8 octobre 2013
L’œuvre présentée est une lithographie en quatre couleurs datant de 1893. Il s’agit d’une œuvre particulièrement intéressante dans la production d’estampe de Pierre Bonnard car c’est une des premières lithographies publiée dans la revue L’Estampe originale de Claude Roger-Marx et André Matty (janvier-mars 1893). Cette œuvre a été tirée à cent exemplaires pour la 3e livraison de la revue.
Sont représentés dans cette oeuvre quelques membres de la famille de Pierre Bonnard : Andrée Terrasse, la sœur de l’artiste, Claude Terrasse avec leur fils Jean.
La mise en page de la composition est insolite, le cadrage de l’image est serré sur les trois personnages, en gros plan. Le sujet y apparaît comme le détail agrandi d’un ensemble. Ici, la lithographie est composée autour d’une diagonale ascendante partant du père, passant par l’enfant et la mère puis le fond. Cela donne de la profondeur et du dynamisme à l’image. Les personnages sont coupés audacieusement. La composition n’est pas sans rappeler le cadrage des photographies. Ce procédé donnant l’impression d’une vue instantanée est en réalité savamment composée. En cela, il s’inspire de l’art japonais. Bonnard commençait par délimiter précisément le format de son tableau, contrairement à ce qui a pu être dit, jamais Bonnard n’a re-découpé ensuite dessins ou tableaux. L’exploitation du « hors champ » en tronquant les personnages, permet de resserrer la composition laissant au spectateur le soin de continuer la lithographie par l’imagination et ouvrant ainsi la scène sur l’extérieur. Bonnard dira que « la composition c’est la clef de tout ».

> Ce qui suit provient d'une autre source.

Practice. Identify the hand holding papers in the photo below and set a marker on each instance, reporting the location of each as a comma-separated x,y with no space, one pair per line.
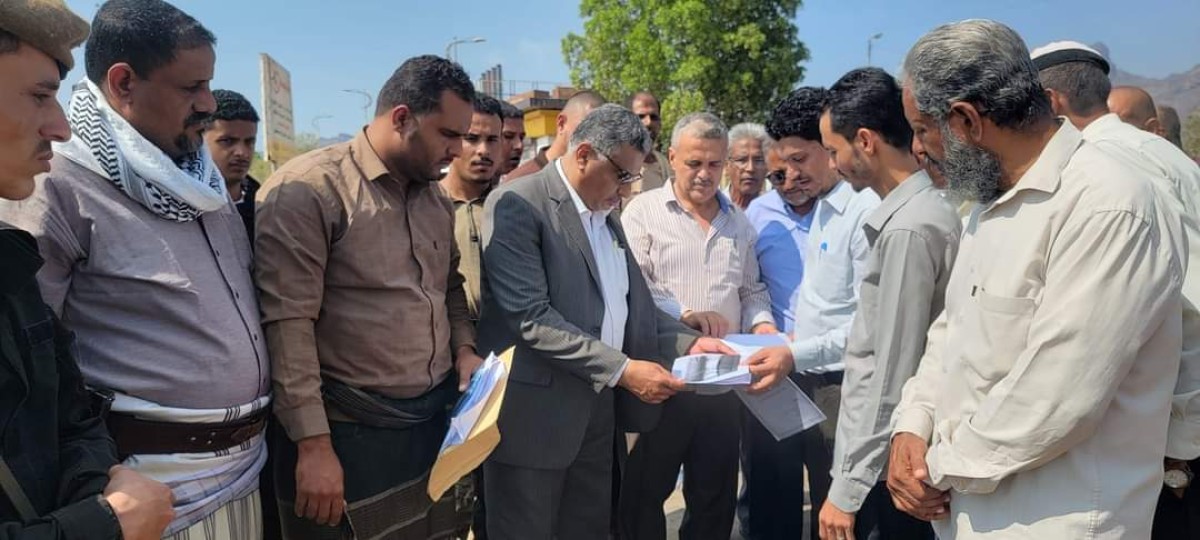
783,408
473,432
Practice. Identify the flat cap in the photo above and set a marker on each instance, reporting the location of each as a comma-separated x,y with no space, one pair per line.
1062,52
48,25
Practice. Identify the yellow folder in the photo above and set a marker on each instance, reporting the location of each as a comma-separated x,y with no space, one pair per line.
459,461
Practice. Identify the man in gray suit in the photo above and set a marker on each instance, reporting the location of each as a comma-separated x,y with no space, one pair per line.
563,289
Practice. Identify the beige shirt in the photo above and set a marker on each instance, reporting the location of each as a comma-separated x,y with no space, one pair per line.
468,235
1047,383
359,279
163,311
1180,180
654,175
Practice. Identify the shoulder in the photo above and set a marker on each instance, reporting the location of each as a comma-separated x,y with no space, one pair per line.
929,214
319,172
1096,181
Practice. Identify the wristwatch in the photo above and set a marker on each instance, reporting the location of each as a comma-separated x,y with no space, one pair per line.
1177,479
112,514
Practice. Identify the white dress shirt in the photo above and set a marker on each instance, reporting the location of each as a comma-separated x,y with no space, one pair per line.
1180,179
613,273
834,264
693,269
1047,383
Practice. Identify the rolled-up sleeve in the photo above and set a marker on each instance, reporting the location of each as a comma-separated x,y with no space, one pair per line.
753,292
293,233
1109,286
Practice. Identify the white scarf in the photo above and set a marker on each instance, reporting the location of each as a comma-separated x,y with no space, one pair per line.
108,145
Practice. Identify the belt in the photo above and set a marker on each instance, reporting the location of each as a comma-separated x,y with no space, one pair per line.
137,436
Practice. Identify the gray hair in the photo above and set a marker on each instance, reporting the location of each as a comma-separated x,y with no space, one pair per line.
1085,84
982,63
702,125
609,127
749,131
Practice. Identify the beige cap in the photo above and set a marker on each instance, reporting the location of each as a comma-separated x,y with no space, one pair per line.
48,25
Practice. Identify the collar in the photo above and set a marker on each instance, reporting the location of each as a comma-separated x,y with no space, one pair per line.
365,156
1101,124
839,197
671,198
19,259
916,183
1045,174
575,196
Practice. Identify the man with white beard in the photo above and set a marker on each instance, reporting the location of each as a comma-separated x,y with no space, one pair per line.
1041,407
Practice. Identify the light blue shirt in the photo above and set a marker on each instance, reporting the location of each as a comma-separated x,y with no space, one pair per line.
613,273
834,263
783,239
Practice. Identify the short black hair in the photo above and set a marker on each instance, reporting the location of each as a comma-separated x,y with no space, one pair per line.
509,112
483,103
9,42
419,83
869,97
144,34
798,115
1085,85
233,106
641,94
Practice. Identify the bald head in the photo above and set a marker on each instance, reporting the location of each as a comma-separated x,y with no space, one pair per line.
1170,126
1135,107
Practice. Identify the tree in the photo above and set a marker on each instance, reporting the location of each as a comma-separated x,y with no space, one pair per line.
735,58
1192,133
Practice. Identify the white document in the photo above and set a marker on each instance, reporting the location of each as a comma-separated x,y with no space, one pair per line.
749,343
711,370
466,413
784,409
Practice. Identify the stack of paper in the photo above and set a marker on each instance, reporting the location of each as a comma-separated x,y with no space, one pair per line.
711,370
783,409
473,431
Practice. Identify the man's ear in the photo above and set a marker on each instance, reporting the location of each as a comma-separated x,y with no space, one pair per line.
119,82
402,119
966,121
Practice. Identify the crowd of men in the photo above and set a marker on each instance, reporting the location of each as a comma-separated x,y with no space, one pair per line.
982,270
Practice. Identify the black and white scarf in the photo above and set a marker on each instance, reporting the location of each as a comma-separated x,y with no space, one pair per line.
108,145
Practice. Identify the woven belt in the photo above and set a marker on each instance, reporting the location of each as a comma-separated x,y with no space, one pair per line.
137,436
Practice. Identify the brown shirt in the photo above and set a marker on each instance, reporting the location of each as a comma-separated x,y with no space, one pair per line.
359,281
654,174
468,235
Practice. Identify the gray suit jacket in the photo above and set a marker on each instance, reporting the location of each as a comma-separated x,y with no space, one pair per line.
543,297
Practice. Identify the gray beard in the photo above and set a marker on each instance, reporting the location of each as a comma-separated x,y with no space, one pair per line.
971,173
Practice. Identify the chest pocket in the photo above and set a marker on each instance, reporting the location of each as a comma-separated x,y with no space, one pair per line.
1002,325
832,276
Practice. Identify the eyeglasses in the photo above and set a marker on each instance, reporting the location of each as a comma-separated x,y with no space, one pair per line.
747,160
623,177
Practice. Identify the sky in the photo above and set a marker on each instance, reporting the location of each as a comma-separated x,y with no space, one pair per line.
355,45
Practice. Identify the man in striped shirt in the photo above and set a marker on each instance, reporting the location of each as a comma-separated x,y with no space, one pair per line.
696,250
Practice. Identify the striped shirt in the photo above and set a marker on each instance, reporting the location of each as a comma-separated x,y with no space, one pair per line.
691,269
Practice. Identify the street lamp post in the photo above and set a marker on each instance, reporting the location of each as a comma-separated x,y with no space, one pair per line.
451,48
366,105
870,42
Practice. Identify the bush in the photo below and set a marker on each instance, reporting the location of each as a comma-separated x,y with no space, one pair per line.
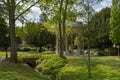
110,51
101,52
50,64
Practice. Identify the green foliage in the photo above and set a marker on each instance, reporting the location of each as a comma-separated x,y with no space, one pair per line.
115,22
37,35
19,72
110,51
50,64
101,52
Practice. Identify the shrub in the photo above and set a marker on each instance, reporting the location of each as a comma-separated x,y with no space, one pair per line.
101,52
50,64
110,51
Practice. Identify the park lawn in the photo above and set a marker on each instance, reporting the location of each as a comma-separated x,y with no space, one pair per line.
19,72
102,68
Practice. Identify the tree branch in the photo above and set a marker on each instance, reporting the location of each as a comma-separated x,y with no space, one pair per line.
26,10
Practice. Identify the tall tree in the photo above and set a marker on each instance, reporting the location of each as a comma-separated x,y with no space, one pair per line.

On note une absence de perspective et de profondeur, tous les éléments sont représentés en aplat : vêtement, décor. Pourtant, le visage du père au premier plan vu de manière fragmentaire est un moyen aussi d’évoquer la succession de plans ainsi que la main de la mère et la végétation dans le bord gauche en haut, qui permettent au regard du spectateur de s’échapper et de donner de la profondeur à la scène. Sans ces éléments la composition serait déséquilibrée et complètement plate.
Cette composition permet également d’accentuer la relation qui existe entre ces personnages empreinte de douceur qui est notamment rendue par la proximité et les gestes pleins d’affection et de tendresse des protagonistes. Le grand front chauve du bébé et la grandeur et la forme exagérées du nez relevé des parents, donnent une qualité touchante, rendant le sujet encore plus tendre.
La couleur est ici un élément important qui participe à l’atmosphère de l’œuvre. Bonnard fait un emploi restreint de cette dernière avec un camaïeu de couleurs chaudes : vert, marron, orange, beige, blanc. Chaque couleur joue un rôle précis. Ces couleurs douces ne sont pas utilisées de manière neutre : elles donnent cette ambiance intime et tendre qui est parfaitement en cohérence avec le thème de la famille. Bonnard joue avec les contrastes en associant les couleurs. Il utilise celles-ci en larges aplats (application de la teinte de manière uniforme).
La lithographie est construite de lignes simples et facilement identifiables. L’essentiel est dit à travers quelques signes clefs. Les personnages sont réduits à leurs attributs les plus significatifs : simplicité extrême de la construction linéaire. Cette simplification du dessin et de la ligne avec utilisation de formes simples est une des leçons que Bonnard tire de l’affiche et dont l’efficacité impose la simplification des formes. L’arrière-plan est limité à un fond neutre, ce motif plat et vert avec quelques feuilles seulement.
Les effets de carreaux et damiers ainsi que les lignes serpentines rappellent la préoccupation décorative du moment. Les lignes dessinent des arabesques avec de nombreuses lignes courbes, sinueuses et serpentines : visages, plis des vêtements, cheveux, végétation. Les motifs géométriques de la robe de la mère deviennent un dessin abstrait plutôt qu’une pièce de vêtement. L’important pour Bonnard c’est le trait.